Try and race your brother to the bus stop, moving your arms and legs as fast as you can.
Point out the birds you see on the power line.
Show Mom your friends house on the way down the hill.
Stop and ask for a hand to help you cross the street for the first time ever.
Sit in time out at the bus stop for ignoring Mom when she asked you to get out of the neighbors yard next to the bus stop.
Sit on Mom’s lap sucking your thumb and playing with your ear until Mom said you could get up.
On the way back up the hill, you might take Mom’s hand to cross the street again. Mom is left wondering where this sudden caution has come from.
You stop the watch the busy bees on the flowers and be sure and tell mom bees are working and you can’t touch them. You try and count them, up to 10, missing number 6, because you never say 6 when you are counting.
You know there is a spider in her web in the garden next to the sidewalk at Mrs. Smith’s house. You must stop at the web, look for the spider and tell her good morning.
A few more steps up the hill, you might sit down suddenly and tell Mom you want your shoes off. After some discussion, you decide it would be better to wait until you got back into your house to take your shoes off.
You see the garbage truck and stop to watch him empty some trash cans near your house. Then you listen to his truck beep as he tries to back half way down the street in search of a place to turn around. For some reason unknown to Mom, big green trucks fascinate you.
As we approach our house, you might hear the dogs barking from the window next door. You look for them and squeal with excitement. You are happy to hear from them, and equally happy they aren’t outside jumping on you.
You might notice the sprinklers going in our yard in an effort to grow some grass. You go to the closest sprinkler and try messing with it, because that’s what you see mom doing every day.
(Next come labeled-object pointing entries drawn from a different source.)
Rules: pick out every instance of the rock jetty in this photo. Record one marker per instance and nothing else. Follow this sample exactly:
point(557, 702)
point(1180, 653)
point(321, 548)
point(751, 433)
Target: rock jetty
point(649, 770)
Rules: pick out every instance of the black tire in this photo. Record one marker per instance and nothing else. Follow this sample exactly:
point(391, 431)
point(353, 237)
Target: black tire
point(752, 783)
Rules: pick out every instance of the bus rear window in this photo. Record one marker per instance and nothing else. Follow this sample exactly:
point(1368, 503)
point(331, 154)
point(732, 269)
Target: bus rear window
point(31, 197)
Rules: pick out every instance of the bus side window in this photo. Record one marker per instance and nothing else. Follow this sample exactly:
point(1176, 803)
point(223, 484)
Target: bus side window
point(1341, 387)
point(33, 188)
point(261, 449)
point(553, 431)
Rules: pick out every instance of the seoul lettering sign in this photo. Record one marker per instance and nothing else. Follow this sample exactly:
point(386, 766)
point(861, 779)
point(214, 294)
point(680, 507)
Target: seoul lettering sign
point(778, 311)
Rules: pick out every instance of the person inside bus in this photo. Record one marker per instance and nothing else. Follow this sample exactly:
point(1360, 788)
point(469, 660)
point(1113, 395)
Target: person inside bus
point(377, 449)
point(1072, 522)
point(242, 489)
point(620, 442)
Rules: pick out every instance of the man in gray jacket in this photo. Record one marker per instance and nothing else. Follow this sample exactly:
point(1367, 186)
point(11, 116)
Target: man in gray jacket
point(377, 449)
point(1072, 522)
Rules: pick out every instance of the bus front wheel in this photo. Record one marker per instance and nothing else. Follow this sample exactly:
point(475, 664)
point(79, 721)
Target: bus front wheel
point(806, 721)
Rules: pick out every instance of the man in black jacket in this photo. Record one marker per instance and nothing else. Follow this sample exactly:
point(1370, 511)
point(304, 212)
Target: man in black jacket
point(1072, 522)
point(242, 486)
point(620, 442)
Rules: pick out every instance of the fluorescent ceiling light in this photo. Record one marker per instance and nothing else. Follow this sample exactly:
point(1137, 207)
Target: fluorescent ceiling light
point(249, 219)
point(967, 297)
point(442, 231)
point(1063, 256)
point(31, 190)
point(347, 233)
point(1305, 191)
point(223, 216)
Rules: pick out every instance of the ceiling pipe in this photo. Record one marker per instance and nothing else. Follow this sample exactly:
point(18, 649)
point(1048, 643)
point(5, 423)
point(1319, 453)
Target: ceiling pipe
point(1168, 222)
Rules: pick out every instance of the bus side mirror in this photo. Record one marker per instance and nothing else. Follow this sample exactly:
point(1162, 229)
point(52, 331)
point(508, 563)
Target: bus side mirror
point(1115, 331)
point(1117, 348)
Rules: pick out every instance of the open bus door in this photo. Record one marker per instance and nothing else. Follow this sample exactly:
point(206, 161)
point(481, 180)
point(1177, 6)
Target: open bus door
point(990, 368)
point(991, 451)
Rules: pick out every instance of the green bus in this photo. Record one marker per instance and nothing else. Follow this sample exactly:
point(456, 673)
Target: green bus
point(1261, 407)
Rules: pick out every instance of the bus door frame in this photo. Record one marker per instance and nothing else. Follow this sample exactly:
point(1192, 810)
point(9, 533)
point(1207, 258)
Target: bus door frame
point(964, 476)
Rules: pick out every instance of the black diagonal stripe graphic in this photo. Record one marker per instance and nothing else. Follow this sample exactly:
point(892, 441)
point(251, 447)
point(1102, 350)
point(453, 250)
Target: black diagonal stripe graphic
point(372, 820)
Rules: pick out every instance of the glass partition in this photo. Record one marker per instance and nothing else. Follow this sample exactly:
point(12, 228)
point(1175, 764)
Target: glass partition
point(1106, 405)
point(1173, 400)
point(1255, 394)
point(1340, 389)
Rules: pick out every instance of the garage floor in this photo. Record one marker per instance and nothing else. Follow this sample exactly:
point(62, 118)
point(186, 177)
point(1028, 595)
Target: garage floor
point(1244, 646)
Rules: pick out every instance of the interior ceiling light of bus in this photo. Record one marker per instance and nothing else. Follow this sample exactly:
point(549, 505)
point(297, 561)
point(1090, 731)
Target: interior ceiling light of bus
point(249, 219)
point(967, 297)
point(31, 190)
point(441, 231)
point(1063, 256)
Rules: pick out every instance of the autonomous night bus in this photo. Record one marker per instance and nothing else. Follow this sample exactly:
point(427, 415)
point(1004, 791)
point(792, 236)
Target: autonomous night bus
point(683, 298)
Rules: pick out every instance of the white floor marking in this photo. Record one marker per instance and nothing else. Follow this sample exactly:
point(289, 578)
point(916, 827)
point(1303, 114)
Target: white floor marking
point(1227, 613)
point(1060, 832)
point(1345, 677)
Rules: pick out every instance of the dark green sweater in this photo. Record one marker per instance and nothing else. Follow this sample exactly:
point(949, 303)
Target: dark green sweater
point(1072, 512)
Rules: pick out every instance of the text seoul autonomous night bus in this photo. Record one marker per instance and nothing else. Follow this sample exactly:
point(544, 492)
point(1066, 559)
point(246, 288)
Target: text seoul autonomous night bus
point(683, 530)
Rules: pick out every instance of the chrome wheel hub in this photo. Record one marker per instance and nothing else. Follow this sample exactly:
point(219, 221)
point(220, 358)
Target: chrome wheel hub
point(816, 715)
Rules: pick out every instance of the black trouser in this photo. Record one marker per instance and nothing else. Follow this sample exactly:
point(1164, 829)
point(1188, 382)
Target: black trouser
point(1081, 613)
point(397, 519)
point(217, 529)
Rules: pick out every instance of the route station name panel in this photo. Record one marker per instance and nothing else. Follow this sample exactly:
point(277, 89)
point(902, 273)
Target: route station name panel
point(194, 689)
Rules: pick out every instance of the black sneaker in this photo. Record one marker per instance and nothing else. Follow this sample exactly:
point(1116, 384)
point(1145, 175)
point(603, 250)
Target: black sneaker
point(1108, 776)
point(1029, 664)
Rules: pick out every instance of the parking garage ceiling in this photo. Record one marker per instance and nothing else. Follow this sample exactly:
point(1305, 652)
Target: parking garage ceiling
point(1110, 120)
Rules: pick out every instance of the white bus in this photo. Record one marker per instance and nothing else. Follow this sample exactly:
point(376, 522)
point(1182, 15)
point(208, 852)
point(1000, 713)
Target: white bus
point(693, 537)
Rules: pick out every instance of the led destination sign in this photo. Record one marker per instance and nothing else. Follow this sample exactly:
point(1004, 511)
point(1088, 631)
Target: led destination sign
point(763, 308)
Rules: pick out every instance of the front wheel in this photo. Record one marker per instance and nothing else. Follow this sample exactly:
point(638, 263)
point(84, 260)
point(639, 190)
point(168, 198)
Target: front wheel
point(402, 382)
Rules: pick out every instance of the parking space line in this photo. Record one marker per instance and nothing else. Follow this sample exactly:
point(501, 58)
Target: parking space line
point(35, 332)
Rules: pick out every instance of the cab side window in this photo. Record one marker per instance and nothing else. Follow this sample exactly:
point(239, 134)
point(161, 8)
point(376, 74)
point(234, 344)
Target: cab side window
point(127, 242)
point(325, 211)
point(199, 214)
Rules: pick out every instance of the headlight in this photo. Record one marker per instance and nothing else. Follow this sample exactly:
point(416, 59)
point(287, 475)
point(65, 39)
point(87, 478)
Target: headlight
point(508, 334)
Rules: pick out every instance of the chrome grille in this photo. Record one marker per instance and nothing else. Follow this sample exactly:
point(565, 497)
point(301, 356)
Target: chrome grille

As we get to our front door, you see our cat and squeal again, trying to convince the cat to come in the house with us. She doesn’t want too. You decide to ask Mom for more milk instead.
And so, at barely 8:40, you have had a busy day outside in the sunshine. If you were a Mom, walking to the bus this morning with a two year old, you might have walked down, and walked back, thinking only of what’s next on your to-do list, wondering how you can get it all done, and missed the wonder of a two-year-old’s world. You might, if you weren’t walking with this amazing two-year-old. If only we could all be two again, just for a little while.